JPMorgan shares rose 2.7%.
“When it was just SVB, it was easy to blame management. However, now that we see the pattern it is evident that the Fed has moved too far, too fast and is breaking things,” said Thomas J Hayes, chairman and managing member, Great Hill Capital.
The US Federal Reserve has been persistently raising its benchmark interest rate since last year, despite calls for a pause after the banking turmoil in March.
Investors have priced in a 90% chance of another 25 basis point rate hike after the central bank’s two-day policy meeting on Wednesday, according to CME Group’s FedWatch tool.
JPMorgan was one of several interested buyers including PNC Financial Services Group, and Citizens Financial Group Inc, which submitted final bids yesterday in an auction by US regulators, sources familiar with the matter said.
PNC shares were 2.5% lower in premarket trading.
Stepping up

The California FDIC said it had taken possession of First Republic and the FDIC would act as its receiver.
The FDIC estimated in a statement that the cost to the deposit insurance fund (DIF) would be about US$13 billion.
The final cost will be known when the FDIC ends the receivership.
The US treasury department welcomed the resolution, saying it was done at “least cost” to the DIF.
JPMorgan has assumed all of the bank’s deposits, it said, and will repay US$25 billion of the US$30 billion big banks deposited with First Republic in March.

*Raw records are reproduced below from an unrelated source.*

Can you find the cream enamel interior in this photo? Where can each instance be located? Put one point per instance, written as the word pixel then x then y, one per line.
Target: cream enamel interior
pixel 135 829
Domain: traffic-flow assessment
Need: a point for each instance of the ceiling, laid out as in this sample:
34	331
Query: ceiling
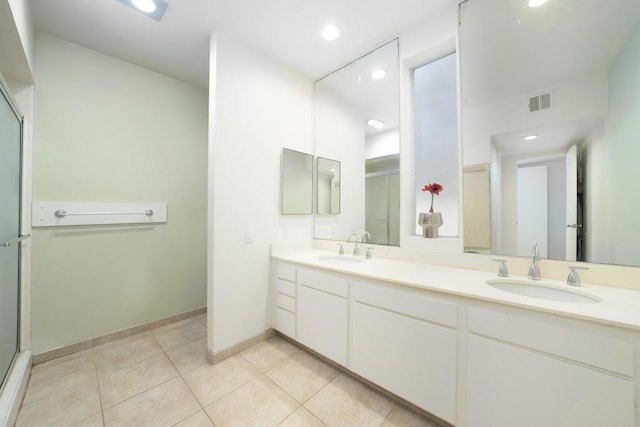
286	30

New York-based JPMorgan will take on US$173 billion of loans, US$30 billion of securities and US$92 billion of deposits.
The acquired businesses will be overseen by JPMorgan’s consumer and community banking (CCB) co-CEOs, Marianne Lake and Jennifer Piepszak, it said in a statement.
The rescue comes less than two months after a deposit flight from US lenders forced the Fed to step in with emergency measures to stabilise markets.
Those failures came after crypto-focused Silvergate voluntarily liquidated.
“Our government invited us and others to step up, and we did,” said Jamie Dimon, JPMorgan chairman and CEO.
“Our financial strength, capabilities and business model allowed us to develop a bid to execute the transaction in a way to minimise costs to the DIF.”
JPMorgan said it expected to achieve a one-time, post-tax gain of approximately US$2.6 billion after the deal which did not reflect an estimated US$2 billion dollars of post-tax restructuring costs likely over the next 18 months.
It said the bank would be “very well-capitalised” with a common equity tier one (CET1) ratio consistent with its 13.5% first quarter 2024 target and keep healthy liquidity buffers.
The failed bank’s 84 offices in eight states will reopen as branches of JPMorgan Chase Bank from today, it added.
JPMorgan has been on a buying spree since 2021, acquiring more than 30 companies in deals totalling more than US$5 billion.
US regulators have been slow to approve large bank deals in recent years, while the Biden administration has also cracked down on anti-competitive practices.